The list of companies looking at cyanobacteria is small, but impressive. In addition to Inventure Chemical, there are:
Tom Todaro’s Targeted Growth, which recently partnered with 14 airlines in an aviation biofuels venture through its sister company AltAir and utilizing a camelina platform. TG recently pulled down a $2 million ARRA grant, in partnership with Inventure and Washington State University, to develop microcrop opportunities.
Last July, Targeted Growth announced they have developed a way to increase the lipid content of cyanobacteria by approximately 400 percent. This discovery will increase the oil yield per acre, decrease the cost of algae production and help algae-based biofuels become price-competitive with petroleum. Targeted Growth will focus on the development and optimization of strains of cyanobacteria, a blue-green algae, to yield high levels of lipid and other products, while reducing needed inputs and ultimately driving down costs. WSU will develop advanced phototrophic (light) and heterotrophic (nutrient) bioreactors and harvesting technology to enable cost-efficient, year-round growth of the algal strains developed by TGI. After the algal biomass is harvested, it will be sent to Seattle-based Inventure for conversion into fuel and other valuable products such as renewable chemicals.
Steve Kay’s Biolight Harvesting. The legendary dean of microbiology at UCSD has been investigating cyanobacteria, backed by CMEA Ventures and CEO Michael Melnick, in a pilot project out in California’s Imperial Valley.
J. Craig Venter’s Synthetic Genomics. The controversial and colorful genomics pioneer landed a $600 million partnership with ExxonMobil – not expected to deliver fuels in the near-terms, but intriguingly focused on the potential of cyanobacteria.
According to Utah State, algae-based research related to carbon recycling restarted in 2000 when Ohio University researchers developed a technique to control the emissions of CO 2 from fossil-?red power plants by growing organisms on reactor-enclosed bio-films: A thermophilic mesophilic organism was examined with respect to its ability to recycle CO 2 from scrubbed stack gases and cyanobacteria was grown on ?xed surfaces to facilitate algal stability and improve light distribution43. Growth-rates of 50 g/m2/day were reported, but the lipid content was lower than the rates reported by eukaryote algae grown in aqueous solutions.
Prof.R.Malcolm Brown of University of Texas at Austin has solved the cellulosic ethanol hold-up by genetically-engineering cyanobacteria to excrete pure cellulose, without the need for enzymes or pre-treatments.

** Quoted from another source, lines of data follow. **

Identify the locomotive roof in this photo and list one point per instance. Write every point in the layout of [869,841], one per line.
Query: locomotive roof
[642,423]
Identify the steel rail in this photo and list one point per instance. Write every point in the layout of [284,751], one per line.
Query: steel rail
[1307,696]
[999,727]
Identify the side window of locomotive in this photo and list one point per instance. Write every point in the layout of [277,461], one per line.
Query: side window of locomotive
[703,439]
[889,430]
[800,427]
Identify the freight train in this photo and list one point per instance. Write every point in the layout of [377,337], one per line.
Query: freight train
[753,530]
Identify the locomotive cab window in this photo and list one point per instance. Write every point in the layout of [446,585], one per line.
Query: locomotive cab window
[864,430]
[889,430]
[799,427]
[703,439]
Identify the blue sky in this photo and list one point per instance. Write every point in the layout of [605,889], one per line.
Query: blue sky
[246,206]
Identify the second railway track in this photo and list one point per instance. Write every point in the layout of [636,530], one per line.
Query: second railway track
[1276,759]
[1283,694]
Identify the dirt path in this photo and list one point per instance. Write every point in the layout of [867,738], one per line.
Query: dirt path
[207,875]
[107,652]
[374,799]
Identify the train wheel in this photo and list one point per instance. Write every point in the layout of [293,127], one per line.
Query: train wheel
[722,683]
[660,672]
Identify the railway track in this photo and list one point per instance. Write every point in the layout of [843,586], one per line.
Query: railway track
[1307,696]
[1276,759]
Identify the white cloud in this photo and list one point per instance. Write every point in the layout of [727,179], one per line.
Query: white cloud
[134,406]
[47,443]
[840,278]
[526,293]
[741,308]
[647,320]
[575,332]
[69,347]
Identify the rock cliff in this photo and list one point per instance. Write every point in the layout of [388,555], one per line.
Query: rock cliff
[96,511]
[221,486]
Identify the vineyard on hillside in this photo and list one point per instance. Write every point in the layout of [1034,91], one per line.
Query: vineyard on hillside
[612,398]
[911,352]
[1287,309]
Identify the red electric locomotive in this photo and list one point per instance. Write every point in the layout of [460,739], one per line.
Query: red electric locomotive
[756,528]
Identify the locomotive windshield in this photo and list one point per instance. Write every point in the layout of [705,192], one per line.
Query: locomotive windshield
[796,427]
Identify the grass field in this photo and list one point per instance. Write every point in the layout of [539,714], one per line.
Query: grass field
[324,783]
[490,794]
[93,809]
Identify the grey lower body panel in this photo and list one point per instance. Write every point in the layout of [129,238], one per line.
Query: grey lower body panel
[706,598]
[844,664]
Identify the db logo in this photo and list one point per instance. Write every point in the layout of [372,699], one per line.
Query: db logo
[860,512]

The Baltic EcoEnergy Cluster has previously commenced a project to produce biogas with high methane and hydrogen content from algae and cyanobacteria. The algae will be harvested from the Gulf of Gdansk and the Vistula submersion.
The project is expected to be complete in 2013.
Science Daily provides a major update on the biofuels capabilities of cyanobacteria, and their superior photosynthesis capabilites that can convert up to 10 percent of the sun’s energy into biomass, compared to the one percent recorded by conventional energy crops such as corn or sugarcane, or the five percent achieved by algae.